Si no fuera por las actuales circunstancias, su aparición a horas tan tardías, con el solemne mascarón cubriéndole el rostro y los guantes amenazadores ocultándole los dedos, lo convertiría inmediatamente en un potencial asaltante de viviendas. Por eso vigilo cualquier ruido en el rellano de mi planta. En la medida de lo posible, tengo también controlados los movimientos de mis vecinos. No es mera curiosidad, sino precaución, la mejor estrategia de defensa ante lo imprevisto.
El pasado sábado escuché el rumor del ascensor a las 10 de la noche, una hora inusual. Me llamó la atención. Apenas hay movimiento en la escalera estos días, y menos tan tarde. Salvo él, nadie usa el ascensor a partir de las 8. Tras los aplausos en los balcones, la gente se refugia en la intimidad de sus viviendas. Yo vivo en la última planta, la más silenciosa, porque aún es menor el ruido en los pisos altos.
Pero el pasado sábado apareció él, inesperadamente. No había bolsas de basura en el rellano. Observé que miraba hacia las tres puertas de la planta, las de los vecinos y la mía. A los pocos segundos, sonó el timbre.

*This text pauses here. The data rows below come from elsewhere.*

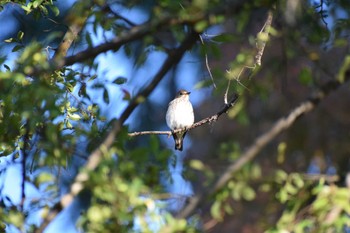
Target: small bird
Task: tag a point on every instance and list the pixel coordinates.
(180, 116)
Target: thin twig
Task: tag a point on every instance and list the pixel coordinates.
(95, 157)
(252, 151)
(207, 65)
(210, 119)
(261, 40)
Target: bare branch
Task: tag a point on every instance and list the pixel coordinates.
(210, 119)
(281, 125)
(261, 39)
(95, 157)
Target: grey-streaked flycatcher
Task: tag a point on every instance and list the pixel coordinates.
(180, 116)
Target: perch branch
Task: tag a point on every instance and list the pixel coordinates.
(95, 157)
(282, 124)
(195, 125)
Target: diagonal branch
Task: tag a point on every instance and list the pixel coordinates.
(210, 119)
(95, 157)
(282, 124)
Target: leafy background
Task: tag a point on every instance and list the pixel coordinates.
(77, 76)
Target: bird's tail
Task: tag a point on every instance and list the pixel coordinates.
(178, 138)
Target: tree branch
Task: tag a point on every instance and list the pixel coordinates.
(95, 157)
(195, 125)
(278, 127)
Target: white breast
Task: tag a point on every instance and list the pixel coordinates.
(179, 115)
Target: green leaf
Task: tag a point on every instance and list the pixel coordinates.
(215, 211)
(74, 116)
(20, 35)
(105, 96)
(197, 164)
(7, 67)
(17, 47)
(55, 10)
(305, 76)
(10, 40)
(120, 80)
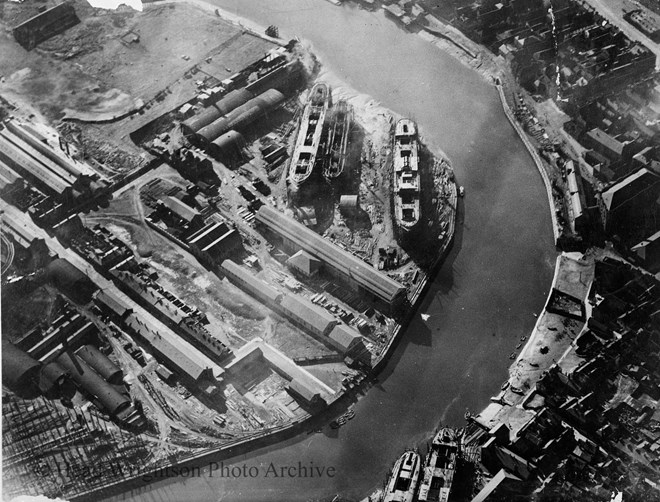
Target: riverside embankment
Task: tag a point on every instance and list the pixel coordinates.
(494, 278)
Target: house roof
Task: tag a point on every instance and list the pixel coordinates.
(601, 137)
(364, 274)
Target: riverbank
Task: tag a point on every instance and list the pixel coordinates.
(551, 337)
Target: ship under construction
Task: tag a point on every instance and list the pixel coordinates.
(338, 129)
(304, 158)
(405, 152)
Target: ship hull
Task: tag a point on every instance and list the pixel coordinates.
(304, 158)
(406, 184)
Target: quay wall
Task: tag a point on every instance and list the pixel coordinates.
(535, 156)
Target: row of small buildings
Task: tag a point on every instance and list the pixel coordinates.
(593, 426)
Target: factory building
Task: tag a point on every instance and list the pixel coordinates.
(248, 282)
(47, 24)
(138, 280)
(230, 102)
(302, 384)
(112, 306)
(300, 311)
(100, 363)
(214, 242)
(20, 371)
(304, 264)
(240, 117)
(187, 361)
(55, 382)
(312, 318)
(26, 376)
(22, 151)
(110, 399)
(228, 146)
(346, 340)
(630, 207)
(302, 391)
(189, 215)
(344, 265)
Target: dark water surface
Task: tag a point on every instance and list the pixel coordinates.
(483, 299)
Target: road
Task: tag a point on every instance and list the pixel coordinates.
(613, 11)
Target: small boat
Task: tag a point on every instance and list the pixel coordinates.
(439, 467)
(403, 481)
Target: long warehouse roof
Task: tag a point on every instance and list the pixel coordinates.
(368, 277)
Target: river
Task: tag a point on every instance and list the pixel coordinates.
(483, 299)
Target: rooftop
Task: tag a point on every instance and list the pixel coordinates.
(364, 274)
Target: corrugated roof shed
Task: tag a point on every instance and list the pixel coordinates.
(232, 100)
(628, 187)
(305, 313)
(345, 337)
(25, 165)
(299, 388)
(304, 262)
(244, 279)
(112, 302)
(179, 353)
(365, 275)
(182, 210)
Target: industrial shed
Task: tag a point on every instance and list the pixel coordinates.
(100, 363)
(310, 317)
(300, 390)
(345, 339)
(112, 305)
(304, 263)
(86, 378)
(182, 210)
(229, 145)
(241, 116)
(45, 25)
(348, 266)
(215, 241)
(248, 282)
(20, 372)
(231, 101)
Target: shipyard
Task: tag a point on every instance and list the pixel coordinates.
(233, 274)
(213, 244)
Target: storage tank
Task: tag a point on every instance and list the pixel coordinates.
(100, 363)
(86, 378)
(54, 381)
(20, 372)
(232, 100)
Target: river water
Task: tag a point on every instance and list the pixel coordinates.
(483, 299)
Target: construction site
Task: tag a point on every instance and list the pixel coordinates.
(170, 283)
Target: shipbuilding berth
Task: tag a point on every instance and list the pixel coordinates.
(351, 268)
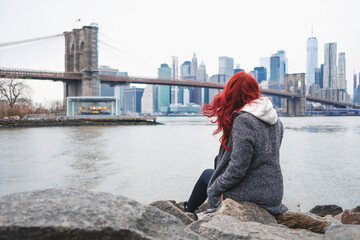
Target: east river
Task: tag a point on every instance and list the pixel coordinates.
(320, 159)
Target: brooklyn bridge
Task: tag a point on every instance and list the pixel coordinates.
(82, 77)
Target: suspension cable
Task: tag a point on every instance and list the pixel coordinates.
(29, 40)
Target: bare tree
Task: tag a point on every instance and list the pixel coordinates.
(12, 90)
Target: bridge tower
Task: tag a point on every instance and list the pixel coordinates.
(81, 55)
(295, 83)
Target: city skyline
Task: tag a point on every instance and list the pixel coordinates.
(149, 38)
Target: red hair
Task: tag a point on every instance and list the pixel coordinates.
(241, 89)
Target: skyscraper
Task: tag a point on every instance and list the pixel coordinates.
(265, 62)
(133, 100)
(175, 76)
(274, 81)
(195, 92)
(342, 72)
(283, 66)
(226, 66)
(194, 67)
(149, 99)
(260, 73)
(311, 60)
(164, 92)
(330, 68)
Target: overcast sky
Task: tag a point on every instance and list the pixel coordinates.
(147, 33)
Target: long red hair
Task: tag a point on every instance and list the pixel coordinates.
(241, 89)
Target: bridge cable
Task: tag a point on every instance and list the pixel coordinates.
(29, 40)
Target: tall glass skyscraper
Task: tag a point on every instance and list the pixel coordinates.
(274, 81)
(226, 66)
(164, 92)
(311, 60)
(330, 68)
(283, 66)
(342, 72)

Yo tenía el ojo pegado a la mirilla y apareció su rostro puntiagudo, como el espolón de un barco. En cuanto abrí la puerta, se retiró dos metros hacia atrás y me preguntó si tenía basura. Le respondí que sí, pero que los sábados nunca la sacaba. Me dijo que a partir de entonces haría el servicio durante toda la semana, sin excepción. Le recordé que no tenía ninguna obligación, que en su contrato estaba claro. Con una sonrisa, ahogada por la máscara, me dijo que la salud de la comunidad le preocupaba más que su contrato.
Desde ese día, a las 10 y media en punto de la noche, todos los vecinos de la escalera salimos a las puertas de nuestras respectivas viviendas y aplaudimos solidariamente durante dos minutos.